Victoria police and the Police Association, the union representing police officers, have long opposed an increase to 14, citing a spike in “prevalence and severity of criminal offending” among 12- and 13-year-olds.

On Tuesday the police commissioner, Shane Patton, who spoke alongside the premier, said he was pleased the government was not going ahead with the change.

He said while police were concerned about a “very small cohort” of 10- and 11-year-old offenders, they generally committed “much less serious offences”.

“It’s something that we’ll be able to manage,” Patton said.

The government also said it would change the Bail Act, so that a person would be remanded if there was an “unacceptable risk” that they could commit offences such as aggravated burglary, carjacking, dangerous driving or family violence.

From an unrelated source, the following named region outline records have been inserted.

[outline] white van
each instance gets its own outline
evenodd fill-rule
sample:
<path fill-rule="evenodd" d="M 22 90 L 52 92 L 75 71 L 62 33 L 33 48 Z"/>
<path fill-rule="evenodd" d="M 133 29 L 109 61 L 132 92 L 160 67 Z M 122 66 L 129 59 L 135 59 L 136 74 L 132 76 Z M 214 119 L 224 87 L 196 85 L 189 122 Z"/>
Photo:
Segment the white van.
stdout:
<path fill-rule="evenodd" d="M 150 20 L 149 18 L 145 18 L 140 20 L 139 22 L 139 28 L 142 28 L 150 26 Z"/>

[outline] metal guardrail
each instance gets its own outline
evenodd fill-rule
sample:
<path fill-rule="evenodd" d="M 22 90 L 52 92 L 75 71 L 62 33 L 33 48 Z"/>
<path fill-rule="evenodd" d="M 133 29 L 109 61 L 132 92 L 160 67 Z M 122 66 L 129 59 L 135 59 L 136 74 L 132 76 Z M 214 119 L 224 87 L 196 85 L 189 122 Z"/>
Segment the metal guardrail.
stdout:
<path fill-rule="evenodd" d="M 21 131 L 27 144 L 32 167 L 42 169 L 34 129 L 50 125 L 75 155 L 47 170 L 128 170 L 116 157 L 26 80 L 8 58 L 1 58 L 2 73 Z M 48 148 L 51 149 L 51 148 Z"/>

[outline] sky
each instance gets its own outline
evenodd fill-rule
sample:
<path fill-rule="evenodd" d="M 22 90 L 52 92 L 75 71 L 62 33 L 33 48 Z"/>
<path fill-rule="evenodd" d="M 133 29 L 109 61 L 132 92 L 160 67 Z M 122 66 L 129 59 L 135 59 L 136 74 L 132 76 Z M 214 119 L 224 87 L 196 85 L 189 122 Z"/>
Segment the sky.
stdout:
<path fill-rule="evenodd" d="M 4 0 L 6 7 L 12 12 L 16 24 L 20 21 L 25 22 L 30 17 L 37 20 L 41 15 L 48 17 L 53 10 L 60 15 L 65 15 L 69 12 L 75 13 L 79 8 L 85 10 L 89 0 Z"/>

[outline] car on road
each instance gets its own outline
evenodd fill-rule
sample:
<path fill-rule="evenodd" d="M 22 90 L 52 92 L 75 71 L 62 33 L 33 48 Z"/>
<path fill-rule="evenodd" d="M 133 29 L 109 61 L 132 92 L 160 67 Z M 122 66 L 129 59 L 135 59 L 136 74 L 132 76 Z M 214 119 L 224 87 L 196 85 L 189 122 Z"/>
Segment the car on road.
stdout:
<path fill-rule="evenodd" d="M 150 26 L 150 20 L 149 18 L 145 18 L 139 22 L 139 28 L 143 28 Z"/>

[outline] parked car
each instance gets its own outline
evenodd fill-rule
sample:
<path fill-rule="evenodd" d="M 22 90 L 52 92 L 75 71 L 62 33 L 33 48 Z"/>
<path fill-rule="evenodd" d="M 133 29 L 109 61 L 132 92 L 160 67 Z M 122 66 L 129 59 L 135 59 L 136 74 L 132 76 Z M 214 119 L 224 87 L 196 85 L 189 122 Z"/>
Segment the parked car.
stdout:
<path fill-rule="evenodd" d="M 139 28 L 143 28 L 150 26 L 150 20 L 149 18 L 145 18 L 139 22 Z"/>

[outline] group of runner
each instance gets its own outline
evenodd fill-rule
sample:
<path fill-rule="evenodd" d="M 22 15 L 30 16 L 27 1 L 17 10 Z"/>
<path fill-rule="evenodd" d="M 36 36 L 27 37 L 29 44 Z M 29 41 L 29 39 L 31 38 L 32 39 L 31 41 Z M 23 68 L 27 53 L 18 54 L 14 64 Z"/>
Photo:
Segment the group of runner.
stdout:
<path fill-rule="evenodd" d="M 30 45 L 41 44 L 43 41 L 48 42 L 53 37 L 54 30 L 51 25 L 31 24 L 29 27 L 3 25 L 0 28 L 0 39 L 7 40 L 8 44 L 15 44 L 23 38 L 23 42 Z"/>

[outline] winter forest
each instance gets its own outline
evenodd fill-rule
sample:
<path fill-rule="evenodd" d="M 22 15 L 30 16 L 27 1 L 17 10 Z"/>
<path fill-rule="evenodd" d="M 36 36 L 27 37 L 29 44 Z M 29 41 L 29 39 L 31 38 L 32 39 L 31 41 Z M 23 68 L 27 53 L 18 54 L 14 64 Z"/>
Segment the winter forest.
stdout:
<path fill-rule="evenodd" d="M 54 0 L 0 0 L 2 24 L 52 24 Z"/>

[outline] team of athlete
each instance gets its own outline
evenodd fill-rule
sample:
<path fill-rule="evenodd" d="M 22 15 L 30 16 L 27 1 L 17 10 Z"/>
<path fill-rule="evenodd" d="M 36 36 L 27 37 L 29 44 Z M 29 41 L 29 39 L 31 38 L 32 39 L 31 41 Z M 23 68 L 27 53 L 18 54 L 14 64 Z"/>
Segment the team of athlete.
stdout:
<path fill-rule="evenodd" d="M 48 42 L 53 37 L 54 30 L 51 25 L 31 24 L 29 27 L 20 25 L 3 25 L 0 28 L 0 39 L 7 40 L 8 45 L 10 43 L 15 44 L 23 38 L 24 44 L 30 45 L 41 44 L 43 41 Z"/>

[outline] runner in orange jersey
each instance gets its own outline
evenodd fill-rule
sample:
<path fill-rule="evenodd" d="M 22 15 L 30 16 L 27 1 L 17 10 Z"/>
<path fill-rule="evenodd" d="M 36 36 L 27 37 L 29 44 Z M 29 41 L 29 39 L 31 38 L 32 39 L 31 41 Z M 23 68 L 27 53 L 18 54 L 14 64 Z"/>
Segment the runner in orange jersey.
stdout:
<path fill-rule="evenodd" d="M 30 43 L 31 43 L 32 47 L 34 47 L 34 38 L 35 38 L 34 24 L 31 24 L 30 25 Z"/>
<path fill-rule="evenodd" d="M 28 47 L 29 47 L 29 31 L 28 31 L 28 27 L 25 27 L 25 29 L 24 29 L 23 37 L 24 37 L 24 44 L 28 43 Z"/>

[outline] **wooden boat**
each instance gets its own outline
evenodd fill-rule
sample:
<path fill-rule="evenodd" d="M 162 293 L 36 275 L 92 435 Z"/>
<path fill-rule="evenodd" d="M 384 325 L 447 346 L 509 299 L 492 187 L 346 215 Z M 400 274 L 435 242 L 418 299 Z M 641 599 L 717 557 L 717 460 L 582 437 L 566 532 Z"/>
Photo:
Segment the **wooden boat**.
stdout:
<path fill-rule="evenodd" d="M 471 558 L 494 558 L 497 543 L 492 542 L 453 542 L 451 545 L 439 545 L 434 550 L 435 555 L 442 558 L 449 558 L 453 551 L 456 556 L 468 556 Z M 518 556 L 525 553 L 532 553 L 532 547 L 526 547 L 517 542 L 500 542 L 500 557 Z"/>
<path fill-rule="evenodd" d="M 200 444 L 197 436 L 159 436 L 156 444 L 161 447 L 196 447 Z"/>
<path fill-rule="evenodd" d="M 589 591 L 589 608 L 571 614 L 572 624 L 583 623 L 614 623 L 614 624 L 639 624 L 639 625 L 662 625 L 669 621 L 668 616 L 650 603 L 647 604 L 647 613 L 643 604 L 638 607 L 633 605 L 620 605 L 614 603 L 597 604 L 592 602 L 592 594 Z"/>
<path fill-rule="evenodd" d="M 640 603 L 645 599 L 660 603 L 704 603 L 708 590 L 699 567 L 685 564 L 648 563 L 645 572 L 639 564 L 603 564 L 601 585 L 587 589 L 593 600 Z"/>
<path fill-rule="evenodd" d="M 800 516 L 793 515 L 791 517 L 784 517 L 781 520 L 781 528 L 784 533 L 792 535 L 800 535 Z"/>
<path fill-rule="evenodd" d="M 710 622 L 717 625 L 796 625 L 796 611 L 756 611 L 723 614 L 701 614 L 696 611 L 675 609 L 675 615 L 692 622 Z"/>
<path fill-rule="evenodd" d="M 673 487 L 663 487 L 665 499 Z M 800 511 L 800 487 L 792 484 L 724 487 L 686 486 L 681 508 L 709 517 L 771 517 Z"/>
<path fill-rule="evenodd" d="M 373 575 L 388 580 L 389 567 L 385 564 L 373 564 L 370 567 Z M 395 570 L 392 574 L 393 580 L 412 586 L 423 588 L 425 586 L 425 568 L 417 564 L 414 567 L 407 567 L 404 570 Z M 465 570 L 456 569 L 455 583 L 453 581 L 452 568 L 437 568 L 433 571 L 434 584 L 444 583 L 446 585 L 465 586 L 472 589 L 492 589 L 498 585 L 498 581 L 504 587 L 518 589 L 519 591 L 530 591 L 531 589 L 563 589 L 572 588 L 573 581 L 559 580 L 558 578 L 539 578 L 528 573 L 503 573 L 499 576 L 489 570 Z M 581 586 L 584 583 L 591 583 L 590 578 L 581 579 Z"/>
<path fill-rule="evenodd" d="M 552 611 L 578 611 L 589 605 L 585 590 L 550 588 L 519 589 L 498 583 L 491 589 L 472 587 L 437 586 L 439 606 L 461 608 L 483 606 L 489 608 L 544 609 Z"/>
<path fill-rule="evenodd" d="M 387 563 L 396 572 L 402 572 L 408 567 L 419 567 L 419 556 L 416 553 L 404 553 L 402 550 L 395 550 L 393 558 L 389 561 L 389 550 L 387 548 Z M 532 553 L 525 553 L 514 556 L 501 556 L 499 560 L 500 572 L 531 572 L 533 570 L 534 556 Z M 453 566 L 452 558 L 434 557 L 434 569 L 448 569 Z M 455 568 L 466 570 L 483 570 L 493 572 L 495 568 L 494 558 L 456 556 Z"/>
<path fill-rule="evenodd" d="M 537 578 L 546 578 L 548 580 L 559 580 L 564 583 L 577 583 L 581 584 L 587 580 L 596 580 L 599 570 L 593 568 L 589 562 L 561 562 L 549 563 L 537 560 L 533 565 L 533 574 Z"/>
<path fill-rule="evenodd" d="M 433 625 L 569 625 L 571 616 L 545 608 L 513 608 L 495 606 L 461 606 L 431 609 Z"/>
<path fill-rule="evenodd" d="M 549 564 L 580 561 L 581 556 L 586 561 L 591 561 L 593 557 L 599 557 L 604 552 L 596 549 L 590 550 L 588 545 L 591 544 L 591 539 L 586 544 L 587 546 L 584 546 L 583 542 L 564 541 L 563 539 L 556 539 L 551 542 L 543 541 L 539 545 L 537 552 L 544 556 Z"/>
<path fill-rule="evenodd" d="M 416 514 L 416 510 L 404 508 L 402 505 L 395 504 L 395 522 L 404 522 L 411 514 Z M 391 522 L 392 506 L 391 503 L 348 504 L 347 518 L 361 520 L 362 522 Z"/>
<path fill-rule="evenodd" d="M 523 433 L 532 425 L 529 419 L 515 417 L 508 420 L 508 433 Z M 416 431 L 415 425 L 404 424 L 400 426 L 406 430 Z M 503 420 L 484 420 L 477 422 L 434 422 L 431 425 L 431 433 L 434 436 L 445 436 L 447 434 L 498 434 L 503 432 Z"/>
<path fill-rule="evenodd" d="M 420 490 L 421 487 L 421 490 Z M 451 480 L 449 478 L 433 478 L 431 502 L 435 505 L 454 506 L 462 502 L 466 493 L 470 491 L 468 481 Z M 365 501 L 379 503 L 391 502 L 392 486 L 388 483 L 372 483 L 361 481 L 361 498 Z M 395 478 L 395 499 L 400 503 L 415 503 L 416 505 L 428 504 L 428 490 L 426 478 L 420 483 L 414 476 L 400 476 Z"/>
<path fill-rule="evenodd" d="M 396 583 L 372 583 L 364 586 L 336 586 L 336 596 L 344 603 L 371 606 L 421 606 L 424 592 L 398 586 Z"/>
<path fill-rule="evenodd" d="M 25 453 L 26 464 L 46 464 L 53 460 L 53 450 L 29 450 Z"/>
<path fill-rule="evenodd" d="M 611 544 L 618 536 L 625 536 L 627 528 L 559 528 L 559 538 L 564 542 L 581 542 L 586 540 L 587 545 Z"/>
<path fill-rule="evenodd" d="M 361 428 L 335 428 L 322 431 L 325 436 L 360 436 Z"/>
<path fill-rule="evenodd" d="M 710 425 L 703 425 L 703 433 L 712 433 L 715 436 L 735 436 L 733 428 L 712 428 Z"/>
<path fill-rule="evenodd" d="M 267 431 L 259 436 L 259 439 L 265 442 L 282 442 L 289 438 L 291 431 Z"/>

The government will also introduce an offence of committing a serious crime while on bail, only months after abolishing the offence of committing an indictable offence on bail.

The state’s attorney general, Jaclyn Symes said the former offence had been “unintentionally” capturing low-level offending, resulting in the overrepresentation of vulnerable cohorts, including people at risk of homelessness, Aboriginal Victorians and people with disabilities.

“What we’re doing is recalibrating and introducing an offence of committing a schedule one or schedule two offence whilst on bail, to recognise that reoffending in that high-end offence range is something the community are concerned about,” she said.

The amendments will also clarify police powers to revoke bail for breaches.

Patton said he expected to see more people remanded in custody as a result of the changes.

The state Greens leader, Ellen Sandell, described the decision as “weak and cowardly” and said it was a “shameful day” for a state “once leading the way” on progressive reform.

But the opposition leader, John Pesutto, said the government was still “soft on crime” and the measures were an attempt at a “political fix”.